I picked up a new Remington shurshot stock today for my 870. Any reason I can't use spray foam to fill the cavity before I install it?


----------



## TrailBlazinMan (Dec 2, 2014)

Make sure there is no steel that the foam will cover. The spray foam will hold moisture and cause the steel to rust.


----------



## That guy in Fla (Dec 2, 2014)

And make sure you don't use too much. The stuff takes a while to expand so if you cover it and it's not done growing, it could damage your stock.


Don't ask me how I know this.


----------



## fishnfool (Dec 2, 2014)

I will probably do half let it dry good then do the other half...with low expand door and wind foam.


----------



## 7Mag Hunter (Dec 2, 2014)

fishnfool said:


> I will probably do half let it dry good then do the other half...with low expand door and wind foam.




good idea...


----------



## coolbreezeroho (Aug 22, 2016)

Have you thought about using caulk/silicone.
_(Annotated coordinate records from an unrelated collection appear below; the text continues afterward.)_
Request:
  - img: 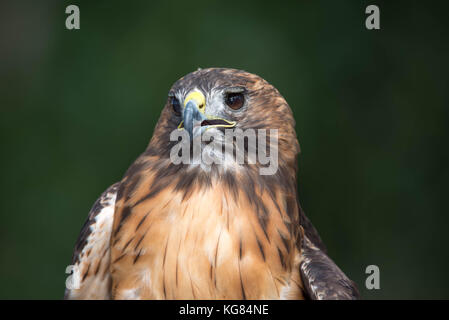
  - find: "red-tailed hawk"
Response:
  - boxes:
[65,68,358,299]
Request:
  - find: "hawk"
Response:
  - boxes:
[65,68,359,299]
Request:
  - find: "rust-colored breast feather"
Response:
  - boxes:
[111,158,303,299]
[66,68,358,299]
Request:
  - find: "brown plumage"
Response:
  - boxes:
[66,68,358,299]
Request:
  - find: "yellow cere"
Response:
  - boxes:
[184,91,206,114]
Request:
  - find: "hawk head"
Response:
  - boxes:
[147,68,299,178]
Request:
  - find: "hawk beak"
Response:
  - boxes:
[178,91,236,139]
[179,91,206,138]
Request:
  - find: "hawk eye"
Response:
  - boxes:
[225,92,245,110]
[170,97,182,116]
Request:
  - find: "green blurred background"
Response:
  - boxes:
[0,0,449,299]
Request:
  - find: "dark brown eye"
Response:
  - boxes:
[225,92,245,110]
[170,97,182,116]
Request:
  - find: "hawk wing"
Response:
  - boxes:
[299,208,360,300]
[64,183,119,299]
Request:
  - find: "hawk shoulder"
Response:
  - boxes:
[64,183,119,299]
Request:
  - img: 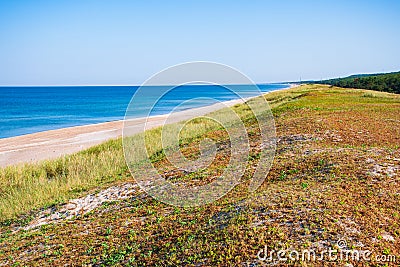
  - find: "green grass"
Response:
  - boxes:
[0,85,400,266]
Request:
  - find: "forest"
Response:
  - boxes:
[314,72,400,94]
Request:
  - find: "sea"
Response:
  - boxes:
[0,84,289,138]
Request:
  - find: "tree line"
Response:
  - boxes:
[315,72,400,94]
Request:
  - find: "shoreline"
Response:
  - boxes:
[0,84,296,168]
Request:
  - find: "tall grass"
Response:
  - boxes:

Its a little more weight and helps with the recoil.


----------



## BanksCW (Aug 22, 2016)

If your looking to add weight, we used long strand bondo in gunsmith school to fill stocks.


----------



## Ben Athens (Aug 27, 2016)

I filled the stock on my model 7 with great stuff and it worked fine.


----------



## Chase4556 (Aug 27, 2016)

Will it make the shotgun float? Is that what you are going for?

Never heard or thought to do it, that's why I'm asking.


----------



## jglenn (Aug 28, 2016)

sound deadening


----------